York Roth (Airbus) freut sich mit Lars Larsen (DLR), Joost Koopman (GKN Fokker Aerospace) und Benjamin Diehl (Fraunhofer-Gesellschaft) stellvertretend für alle MFFD-Projektpartner über den JEC Composites Innovation Award 2025 (v.l.n.r.).(Bild:  JEC Composites/SEB_DHALLOY)
York Roth (Airbus) freut sich mit Lars Larsen (DLR), Joost Koopman (GKN Fokker Aerospace) und Benjamin Diehl (Fraunhofer-Gesellschaft) stellvertretend für alle MFFD-Projektpartner über den JEC Composites Innovation Award 2025 (v.l.n.r.).
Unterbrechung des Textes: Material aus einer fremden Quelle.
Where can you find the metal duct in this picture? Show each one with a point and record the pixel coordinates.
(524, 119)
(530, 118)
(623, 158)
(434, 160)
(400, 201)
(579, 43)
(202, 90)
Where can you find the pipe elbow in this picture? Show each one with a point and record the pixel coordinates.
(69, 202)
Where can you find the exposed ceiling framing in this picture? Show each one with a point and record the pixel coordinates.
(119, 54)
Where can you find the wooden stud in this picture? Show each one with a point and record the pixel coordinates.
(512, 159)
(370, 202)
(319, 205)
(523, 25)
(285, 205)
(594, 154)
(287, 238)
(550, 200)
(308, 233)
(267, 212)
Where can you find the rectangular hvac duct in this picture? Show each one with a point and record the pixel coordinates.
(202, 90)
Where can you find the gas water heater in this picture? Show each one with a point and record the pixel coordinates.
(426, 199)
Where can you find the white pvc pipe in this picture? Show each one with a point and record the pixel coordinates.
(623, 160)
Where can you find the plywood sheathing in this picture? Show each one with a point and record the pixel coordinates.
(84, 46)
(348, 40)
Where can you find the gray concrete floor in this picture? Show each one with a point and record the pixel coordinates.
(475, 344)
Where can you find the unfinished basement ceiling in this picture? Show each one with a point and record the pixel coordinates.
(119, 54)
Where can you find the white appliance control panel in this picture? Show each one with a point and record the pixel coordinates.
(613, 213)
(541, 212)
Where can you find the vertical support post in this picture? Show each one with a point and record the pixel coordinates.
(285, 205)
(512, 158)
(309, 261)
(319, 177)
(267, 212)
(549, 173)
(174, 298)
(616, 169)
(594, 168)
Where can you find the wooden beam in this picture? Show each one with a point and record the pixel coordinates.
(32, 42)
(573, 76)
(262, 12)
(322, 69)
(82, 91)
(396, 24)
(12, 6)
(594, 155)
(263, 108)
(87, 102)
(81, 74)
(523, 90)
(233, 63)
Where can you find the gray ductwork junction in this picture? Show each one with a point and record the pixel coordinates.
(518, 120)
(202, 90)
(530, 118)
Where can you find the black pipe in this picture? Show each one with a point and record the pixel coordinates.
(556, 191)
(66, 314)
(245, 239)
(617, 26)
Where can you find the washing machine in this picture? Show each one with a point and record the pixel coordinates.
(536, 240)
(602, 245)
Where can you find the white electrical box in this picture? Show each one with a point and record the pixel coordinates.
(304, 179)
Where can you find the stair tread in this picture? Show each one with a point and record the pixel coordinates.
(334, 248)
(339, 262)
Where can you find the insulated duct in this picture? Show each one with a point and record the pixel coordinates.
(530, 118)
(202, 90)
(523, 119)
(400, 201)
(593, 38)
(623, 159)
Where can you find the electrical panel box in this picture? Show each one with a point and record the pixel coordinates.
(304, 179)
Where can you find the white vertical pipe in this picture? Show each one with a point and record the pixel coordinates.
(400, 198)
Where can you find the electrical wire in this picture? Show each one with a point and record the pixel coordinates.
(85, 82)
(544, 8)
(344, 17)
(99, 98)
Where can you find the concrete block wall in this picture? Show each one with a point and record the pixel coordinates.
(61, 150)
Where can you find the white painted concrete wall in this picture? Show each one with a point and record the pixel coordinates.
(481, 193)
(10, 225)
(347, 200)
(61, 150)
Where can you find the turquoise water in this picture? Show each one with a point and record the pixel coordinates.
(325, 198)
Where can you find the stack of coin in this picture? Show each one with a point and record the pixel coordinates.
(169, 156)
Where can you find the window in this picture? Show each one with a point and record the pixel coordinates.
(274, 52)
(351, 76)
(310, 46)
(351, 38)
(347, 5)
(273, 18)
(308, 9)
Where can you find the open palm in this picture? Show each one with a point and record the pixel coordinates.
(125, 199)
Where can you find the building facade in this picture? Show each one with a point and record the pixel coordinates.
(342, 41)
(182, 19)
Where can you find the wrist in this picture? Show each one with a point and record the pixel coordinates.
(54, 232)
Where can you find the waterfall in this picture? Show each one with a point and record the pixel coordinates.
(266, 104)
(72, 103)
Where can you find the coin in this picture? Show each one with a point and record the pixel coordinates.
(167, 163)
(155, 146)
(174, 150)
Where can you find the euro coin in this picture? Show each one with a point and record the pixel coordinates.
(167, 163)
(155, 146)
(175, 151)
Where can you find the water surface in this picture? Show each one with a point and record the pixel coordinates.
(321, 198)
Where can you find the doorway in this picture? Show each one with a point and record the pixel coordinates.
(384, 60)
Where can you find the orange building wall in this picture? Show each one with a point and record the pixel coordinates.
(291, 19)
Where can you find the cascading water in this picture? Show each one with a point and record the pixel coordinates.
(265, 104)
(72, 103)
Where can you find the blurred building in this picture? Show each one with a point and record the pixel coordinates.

(Bild: JEC Composites/SEB_DHALLOY)

Mit dem „MFFD“ gelang der Fraunhofer-Gesellschaft zusammen mit Partnern im Clean Sky 2-/Clean Aviation-Projekt „Large Passenger Aircraft“ („LPA“) der weltweit erstmalige Nachweis, dass die automatisierungsgerechte Thermoplastbauweise bei Flugzeugrümpfen die Produktionseffizienz für die Hochratenproduktion steigert als auch das Gewicht reduziert und damit auch die CO2-Emmission bis zu 540 kg pro Flug reduziert. Dabei schöpfen die im Projekt realisierten 10 Prozent Gewichtsreduktion und 10 Prozent Kostenersparnis in der Produktion bei weitem noch nicht das volle Potenzial der Kombination der neuen Bauweise mit einer automatisierten Fertigung aus.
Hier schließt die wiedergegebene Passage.